3. Name a human per agent for operational accountability

   Per-agent, not per-fleet. This is the SRE layer: who gets paged when this agent silently fails, who owns its baseline, who signs off on a tier promotion. Different from step 4.

4. Stand up the cross-functional governance call

   Engineering, security, legal, and the business owner of the agent. Sixty minutes a month. Reviews the inventory. Approves tier promotions. Logs incidents. This is the part Gartner explicitly says cannot live with one person.

5. Pick one runtime control surface, knowing it can change

   Either a managed platform (Microsoft Agent 365, ServiceNow AI Control Tower, Salesforce Agent Fabric) for the cases where enterprise procurement already trusts the channel, or a thin internal layer aligned with ACS conventions for the cases where the buyer-side is more flexible. Buy what compresses procurement friction; build what preserves the option to move.

6. Run a kill drill on a non-production agent

   Pick an agent, trigger the kill protocol on a Wednesday afternoon, time it, log what broke. The 2 a.m. incident is the worst possible time to find out the runbook is incomplete. Schedule the next drill before this one ends.
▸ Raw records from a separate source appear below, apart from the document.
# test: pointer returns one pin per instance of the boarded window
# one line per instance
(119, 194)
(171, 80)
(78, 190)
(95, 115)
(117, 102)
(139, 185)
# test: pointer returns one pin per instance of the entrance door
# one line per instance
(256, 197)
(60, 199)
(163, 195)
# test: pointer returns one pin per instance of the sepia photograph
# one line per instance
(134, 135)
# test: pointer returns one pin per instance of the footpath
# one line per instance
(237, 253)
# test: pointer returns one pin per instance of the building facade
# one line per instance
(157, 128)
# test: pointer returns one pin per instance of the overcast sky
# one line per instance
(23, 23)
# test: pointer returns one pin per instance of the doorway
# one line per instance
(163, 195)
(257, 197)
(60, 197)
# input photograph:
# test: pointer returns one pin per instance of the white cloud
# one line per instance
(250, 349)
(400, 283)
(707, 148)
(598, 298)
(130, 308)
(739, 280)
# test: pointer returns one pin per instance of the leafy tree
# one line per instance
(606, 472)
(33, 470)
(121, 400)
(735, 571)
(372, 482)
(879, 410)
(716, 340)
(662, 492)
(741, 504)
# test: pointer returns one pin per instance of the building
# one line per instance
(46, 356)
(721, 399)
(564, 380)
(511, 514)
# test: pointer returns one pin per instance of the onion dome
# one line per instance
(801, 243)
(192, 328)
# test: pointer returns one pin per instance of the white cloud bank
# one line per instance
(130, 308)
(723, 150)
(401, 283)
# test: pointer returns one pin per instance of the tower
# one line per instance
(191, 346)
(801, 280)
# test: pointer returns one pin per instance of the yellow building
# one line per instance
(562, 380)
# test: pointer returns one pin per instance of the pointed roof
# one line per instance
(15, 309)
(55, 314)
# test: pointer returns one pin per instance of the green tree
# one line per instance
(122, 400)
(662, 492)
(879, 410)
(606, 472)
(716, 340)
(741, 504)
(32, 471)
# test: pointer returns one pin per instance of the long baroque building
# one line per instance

That sequence is roughly six weeks of work for a team that already has the engineers. It will not solve every problem in the agent stack. It will solve the specific question the board is going to ask in Q3 about who runs the agents and what happens when one of them misbehaves.

What I’d tell you over coffee

If I were sitting across from a Series B CTO at a coffee shop this week, here is what I would actually say. The reason the Head of Agent Operations role keeps failing to attract the right candidate is that the job, as it is being scoped, does not exist as a single seat. The function exists. The seat does not. What is actually needed is two engineers who care about reliability, a security partner who shows up to the monthly call, a legal partner who reads the autonomy classification before it ships, and a written kill protocol that has been run at least once outside an incident.

That is what a credible agent operations posture looks like at Series B. The EU AI Act high-risk deadline is 65 days out. The Q3 board cycle is closer than that. The good news is the work is finite. It is sequencing. And the team can start Monday.